/ 12 July 2012

There is dignity in being allowed to ‘die like a dog’

South Africa
South Africa

Hannah Cartwright wants her terminally ill mother to die like a dog. Like a beloved, cherished dog: gently stroked by a loving owner, beside a qualified professional who will inject a measured dose to make the end arrive quickly. Cartwright is the heroine of Below Luck Level (Penguin), my novel about assisted suicide. Fortunately for me, it is fiction. Authors of nonfiction books on the same topic risk arrest and imprisonment, especially if the book is ­published in New Zealand.

Lesley Martin was sentenced to 15 months in prison in 2004, following the publication of her memoir in which she described how she gave her terminally ill mother an overdose of morphine. South African Professor Sean Davison was recently sentenced to five months of house arrest after being found guilty of the same crime.

But you will not be arrested if you live in Oregon in the United States, or Switzerland, or Holland. You are safe in Canada, following a recent legal amendment. Paradoxically, South Africa, which boasts one of the most enlightened constitutions in the world, denies its citizens a right afforded to its dogs.
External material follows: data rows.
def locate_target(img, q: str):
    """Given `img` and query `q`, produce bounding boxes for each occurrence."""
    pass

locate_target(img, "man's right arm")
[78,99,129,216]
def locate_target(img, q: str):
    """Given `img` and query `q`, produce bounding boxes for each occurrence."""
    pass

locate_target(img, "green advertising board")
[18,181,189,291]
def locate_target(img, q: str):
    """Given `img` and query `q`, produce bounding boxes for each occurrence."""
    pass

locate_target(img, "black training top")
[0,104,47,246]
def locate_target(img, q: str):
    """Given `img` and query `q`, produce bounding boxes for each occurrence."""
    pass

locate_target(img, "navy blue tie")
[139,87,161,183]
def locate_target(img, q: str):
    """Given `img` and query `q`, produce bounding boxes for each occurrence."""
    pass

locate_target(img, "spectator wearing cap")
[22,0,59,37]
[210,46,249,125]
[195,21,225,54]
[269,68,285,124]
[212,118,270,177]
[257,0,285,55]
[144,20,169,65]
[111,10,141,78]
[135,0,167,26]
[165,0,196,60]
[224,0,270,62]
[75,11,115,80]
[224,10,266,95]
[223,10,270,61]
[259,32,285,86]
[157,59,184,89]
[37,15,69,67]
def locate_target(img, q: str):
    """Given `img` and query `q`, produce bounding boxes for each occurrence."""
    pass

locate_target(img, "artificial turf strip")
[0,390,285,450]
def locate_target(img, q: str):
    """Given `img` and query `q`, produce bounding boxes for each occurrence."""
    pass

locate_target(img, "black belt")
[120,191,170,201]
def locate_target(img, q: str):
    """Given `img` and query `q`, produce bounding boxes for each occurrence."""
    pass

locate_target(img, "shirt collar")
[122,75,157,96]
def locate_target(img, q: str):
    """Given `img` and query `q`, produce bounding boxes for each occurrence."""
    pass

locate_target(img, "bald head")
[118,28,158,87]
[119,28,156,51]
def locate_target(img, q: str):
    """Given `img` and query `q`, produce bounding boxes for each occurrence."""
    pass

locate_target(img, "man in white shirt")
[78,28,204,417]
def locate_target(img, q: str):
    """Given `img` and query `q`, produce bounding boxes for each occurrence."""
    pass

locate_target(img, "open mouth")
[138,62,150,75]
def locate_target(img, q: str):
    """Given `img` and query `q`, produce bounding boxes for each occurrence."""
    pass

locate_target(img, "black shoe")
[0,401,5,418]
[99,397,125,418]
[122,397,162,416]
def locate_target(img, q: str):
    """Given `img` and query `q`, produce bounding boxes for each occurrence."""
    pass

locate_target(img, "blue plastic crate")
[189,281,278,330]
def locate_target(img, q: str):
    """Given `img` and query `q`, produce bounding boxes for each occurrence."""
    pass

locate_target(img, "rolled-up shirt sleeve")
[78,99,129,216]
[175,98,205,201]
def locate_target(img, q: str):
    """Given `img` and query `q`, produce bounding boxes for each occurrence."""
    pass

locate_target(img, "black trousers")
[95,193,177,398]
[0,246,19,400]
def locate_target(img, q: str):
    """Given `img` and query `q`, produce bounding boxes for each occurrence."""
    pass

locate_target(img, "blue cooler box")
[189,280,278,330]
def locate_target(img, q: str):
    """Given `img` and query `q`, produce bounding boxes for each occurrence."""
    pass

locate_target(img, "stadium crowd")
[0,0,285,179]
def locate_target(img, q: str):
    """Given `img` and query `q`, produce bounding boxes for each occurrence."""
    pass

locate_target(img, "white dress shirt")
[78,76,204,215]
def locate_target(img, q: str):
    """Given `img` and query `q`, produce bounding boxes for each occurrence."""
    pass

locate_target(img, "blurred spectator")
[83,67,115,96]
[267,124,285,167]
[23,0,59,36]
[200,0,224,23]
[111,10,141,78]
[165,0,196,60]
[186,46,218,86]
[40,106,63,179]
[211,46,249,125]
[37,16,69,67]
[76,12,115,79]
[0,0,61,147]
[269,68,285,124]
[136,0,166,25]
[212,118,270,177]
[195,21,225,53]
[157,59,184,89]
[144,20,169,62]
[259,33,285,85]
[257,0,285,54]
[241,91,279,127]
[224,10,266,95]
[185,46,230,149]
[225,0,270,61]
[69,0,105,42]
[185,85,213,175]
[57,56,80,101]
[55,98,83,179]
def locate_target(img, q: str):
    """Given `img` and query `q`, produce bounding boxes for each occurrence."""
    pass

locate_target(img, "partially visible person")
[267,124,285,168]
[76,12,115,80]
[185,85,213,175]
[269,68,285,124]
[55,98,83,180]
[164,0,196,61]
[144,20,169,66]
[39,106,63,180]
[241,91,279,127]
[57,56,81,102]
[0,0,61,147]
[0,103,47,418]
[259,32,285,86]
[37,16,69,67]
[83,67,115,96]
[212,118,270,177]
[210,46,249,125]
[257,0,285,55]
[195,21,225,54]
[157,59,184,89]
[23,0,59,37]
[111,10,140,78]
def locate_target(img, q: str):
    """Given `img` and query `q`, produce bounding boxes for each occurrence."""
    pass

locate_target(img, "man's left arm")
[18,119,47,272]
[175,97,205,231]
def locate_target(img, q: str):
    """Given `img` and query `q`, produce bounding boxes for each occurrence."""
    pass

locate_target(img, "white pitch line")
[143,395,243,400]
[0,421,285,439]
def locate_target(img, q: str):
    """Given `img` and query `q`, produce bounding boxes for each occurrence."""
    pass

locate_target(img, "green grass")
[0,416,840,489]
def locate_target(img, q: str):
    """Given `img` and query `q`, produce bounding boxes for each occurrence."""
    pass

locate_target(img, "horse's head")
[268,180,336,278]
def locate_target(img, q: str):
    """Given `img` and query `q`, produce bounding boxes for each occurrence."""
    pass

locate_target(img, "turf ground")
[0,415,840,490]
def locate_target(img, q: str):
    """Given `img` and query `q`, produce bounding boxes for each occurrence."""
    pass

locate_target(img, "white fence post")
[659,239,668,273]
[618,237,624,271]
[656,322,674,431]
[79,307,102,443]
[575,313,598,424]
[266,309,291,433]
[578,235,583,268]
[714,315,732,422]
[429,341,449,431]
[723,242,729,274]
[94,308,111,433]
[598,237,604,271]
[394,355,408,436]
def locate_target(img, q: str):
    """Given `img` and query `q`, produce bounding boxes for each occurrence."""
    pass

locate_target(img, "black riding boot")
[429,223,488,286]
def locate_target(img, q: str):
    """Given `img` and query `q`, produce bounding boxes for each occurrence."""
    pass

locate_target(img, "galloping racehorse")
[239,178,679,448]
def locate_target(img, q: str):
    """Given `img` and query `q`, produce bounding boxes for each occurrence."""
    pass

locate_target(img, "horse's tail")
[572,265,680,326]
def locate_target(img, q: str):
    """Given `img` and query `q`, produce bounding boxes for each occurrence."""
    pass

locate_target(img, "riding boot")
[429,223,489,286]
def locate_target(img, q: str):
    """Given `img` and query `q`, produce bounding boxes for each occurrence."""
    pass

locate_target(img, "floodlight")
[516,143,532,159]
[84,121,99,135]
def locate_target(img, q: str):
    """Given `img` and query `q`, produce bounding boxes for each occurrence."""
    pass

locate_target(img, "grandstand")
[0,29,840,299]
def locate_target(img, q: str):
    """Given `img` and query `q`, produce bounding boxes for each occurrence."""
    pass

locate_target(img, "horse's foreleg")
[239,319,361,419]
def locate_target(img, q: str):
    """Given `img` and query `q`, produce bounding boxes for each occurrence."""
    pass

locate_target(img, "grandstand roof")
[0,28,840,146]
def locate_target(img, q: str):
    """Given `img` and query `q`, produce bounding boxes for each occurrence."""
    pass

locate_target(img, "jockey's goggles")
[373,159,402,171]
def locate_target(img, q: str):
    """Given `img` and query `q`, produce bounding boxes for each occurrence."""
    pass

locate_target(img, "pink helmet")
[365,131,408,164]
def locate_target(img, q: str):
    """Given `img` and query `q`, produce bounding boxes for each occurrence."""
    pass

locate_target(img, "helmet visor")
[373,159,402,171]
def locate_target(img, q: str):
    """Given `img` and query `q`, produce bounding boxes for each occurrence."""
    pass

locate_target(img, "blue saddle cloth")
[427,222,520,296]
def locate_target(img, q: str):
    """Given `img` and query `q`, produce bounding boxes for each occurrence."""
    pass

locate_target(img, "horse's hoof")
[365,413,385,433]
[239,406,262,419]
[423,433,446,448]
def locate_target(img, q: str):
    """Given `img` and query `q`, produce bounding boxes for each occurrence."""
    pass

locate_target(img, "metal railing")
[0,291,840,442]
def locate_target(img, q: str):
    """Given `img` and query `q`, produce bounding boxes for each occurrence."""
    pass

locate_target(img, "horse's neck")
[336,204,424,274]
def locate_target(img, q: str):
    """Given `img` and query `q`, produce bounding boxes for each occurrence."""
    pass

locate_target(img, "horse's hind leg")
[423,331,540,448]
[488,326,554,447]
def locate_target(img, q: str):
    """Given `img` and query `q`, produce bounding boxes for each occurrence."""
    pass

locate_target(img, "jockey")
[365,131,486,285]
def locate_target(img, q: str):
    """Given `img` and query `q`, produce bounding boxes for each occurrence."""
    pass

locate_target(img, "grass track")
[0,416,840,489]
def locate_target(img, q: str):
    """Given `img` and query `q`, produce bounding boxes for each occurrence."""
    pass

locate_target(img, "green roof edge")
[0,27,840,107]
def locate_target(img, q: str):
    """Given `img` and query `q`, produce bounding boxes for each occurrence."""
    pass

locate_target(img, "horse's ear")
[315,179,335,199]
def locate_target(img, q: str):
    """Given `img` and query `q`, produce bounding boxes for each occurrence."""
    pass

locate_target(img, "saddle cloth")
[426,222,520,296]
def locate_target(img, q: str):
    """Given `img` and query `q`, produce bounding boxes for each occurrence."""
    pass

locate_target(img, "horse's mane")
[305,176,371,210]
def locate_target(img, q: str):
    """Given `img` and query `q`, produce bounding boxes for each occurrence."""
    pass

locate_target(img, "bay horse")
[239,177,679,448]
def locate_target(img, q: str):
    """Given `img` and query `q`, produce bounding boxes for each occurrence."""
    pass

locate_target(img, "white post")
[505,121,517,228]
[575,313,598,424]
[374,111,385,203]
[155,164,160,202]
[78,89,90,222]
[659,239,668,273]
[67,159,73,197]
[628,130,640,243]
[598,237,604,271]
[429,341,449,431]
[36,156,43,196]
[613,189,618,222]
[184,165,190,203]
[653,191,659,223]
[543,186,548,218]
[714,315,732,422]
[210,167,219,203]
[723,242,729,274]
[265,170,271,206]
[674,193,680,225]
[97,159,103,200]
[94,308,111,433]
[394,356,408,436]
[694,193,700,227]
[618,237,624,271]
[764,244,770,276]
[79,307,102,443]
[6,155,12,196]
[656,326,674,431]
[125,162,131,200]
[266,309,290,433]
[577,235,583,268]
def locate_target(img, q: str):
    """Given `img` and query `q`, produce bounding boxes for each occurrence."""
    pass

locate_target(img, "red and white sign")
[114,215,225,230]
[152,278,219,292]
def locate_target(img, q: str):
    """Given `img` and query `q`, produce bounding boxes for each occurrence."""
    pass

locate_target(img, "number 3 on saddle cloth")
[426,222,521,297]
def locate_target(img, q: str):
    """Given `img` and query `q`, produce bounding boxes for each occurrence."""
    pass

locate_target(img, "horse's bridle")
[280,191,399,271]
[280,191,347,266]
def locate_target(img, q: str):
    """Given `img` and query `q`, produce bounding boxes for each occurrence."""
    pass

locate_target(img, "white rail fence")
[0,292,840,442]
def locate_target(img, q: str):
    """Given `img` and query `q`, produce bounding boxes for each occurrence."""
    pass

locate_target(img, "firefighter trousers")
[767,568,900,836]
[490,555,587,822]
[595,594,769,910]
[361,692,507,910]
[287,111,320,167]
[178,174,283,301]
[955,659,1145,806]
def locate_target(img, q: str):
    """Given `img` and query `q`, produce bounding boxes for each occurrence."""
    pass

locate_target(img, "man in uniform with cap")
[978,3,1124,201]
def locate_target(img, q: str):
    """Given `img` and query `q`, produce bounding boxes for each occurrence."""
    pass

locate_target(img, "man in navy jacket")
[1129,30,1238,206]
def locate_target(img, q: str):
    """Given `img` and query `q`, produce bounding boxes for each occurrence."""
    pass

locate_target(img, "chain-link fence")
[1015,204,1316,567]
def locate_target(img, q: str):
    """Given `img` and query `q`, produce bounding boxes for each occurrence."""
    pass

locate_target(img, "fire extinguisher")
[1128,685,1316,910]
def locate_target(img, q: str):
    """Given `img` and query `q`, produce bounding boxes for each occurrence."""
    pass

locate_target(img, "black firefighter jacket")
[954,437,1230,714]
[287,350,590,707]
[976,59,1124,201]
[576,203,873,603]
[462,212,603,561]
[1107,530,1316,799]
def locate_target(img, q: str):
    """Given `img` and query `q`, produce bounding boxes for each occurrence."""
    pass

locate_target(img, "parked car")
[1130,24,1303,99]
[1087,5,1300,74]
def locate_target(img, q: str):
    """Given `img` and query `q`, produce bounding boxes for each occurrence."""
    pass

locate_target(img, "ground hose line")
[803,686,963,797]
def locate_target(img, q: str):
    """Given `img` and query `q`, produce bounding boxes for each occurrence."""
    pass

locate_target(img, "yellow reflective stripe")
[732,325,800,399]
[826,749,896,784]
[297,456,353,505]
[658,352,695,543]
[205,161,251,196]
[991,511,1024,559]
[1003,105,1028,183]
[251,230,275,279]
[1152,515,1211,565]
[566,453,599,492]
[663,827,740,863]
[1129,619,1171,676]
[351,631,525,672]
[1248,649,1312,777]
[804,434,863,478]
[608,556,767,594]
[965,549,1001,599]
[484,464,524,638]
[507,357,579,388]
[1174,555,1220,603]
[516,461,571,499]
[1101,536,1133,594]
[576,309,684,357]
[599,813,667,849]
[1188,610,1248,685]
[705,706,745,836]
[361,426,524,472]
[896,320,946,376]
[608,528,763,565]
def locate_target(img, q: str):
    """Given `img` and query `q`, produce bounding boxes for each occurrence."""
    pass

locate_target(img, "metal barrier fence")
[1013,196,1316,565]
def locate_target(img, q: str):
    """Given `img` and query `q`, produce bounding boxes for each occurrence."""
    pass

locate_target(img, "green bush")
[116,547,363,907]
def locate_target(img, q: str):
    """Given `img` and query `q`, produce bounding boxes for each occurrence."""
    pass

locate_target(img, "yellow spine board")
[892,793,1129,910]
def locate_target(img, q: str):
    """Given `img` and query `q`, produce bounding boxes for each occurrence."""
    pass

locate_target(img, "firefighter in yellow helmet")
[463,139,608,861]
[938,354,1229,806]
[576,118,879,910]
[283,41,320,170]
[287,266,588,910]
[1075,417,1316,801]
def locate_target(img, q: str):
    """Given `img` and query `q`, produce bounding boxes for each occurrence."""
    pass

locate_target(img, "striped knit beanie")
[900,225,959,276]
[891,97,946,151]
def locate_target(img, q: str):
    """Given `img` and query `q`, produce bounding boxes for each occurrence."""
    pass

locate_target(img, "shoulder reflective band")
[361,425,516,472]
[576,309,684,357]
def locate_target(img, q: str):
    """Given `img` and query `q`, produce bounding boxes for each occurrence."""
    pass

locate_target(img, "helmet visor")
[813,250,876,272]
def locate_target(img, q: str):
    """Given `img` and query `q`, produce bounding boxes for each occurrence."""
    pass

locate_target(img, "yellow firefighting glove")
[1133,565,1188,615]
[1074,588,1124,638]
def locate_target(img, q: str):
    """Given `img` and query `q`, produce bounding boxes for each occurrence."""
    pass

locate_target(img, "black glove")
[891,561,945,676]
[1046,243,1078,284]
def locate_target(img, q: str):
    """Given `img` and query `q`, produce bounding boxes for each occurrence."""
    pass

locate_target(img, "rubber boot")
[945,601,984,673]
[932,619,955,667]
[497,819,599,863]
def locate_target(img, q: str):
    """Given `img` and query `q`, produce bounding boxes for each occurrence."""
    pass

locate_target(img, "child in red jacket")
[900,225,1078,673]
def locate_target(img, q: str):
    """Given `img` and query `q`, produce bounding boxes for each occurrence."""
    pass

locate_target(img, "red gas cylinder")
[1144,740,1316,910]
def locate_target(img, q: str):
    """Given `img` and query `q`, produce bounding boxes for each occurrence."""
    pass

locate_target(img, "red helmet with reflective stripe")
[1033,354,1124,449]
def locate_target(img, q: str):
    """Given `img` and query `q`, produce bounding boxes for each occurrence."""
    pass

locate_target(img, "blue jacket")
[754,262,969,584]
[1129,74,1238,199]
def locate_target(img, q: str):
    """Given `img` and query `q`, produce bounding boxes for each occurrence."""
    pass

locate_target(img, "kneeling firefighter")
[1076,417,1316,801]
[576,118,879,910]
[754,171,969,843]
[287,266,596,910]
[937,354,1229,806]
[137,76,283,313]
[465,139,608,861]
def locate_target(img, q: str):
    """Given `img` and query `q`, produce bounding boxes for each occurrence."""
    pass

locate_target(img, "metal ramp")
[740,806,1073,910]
Davison, who lives in Cape Town, is determined to change this. What started as an act of kindness has evolved into a crusade for this softly spoken academic. He does not query the ruling of the New Zealand judge: “I pleaded guilty,” he said. “I broke the law.” What Davison is trying to change, both in New Zealand and South Africa, is the law itself: “A lack of assisted-dying legislation makes criminals of non-criminals.”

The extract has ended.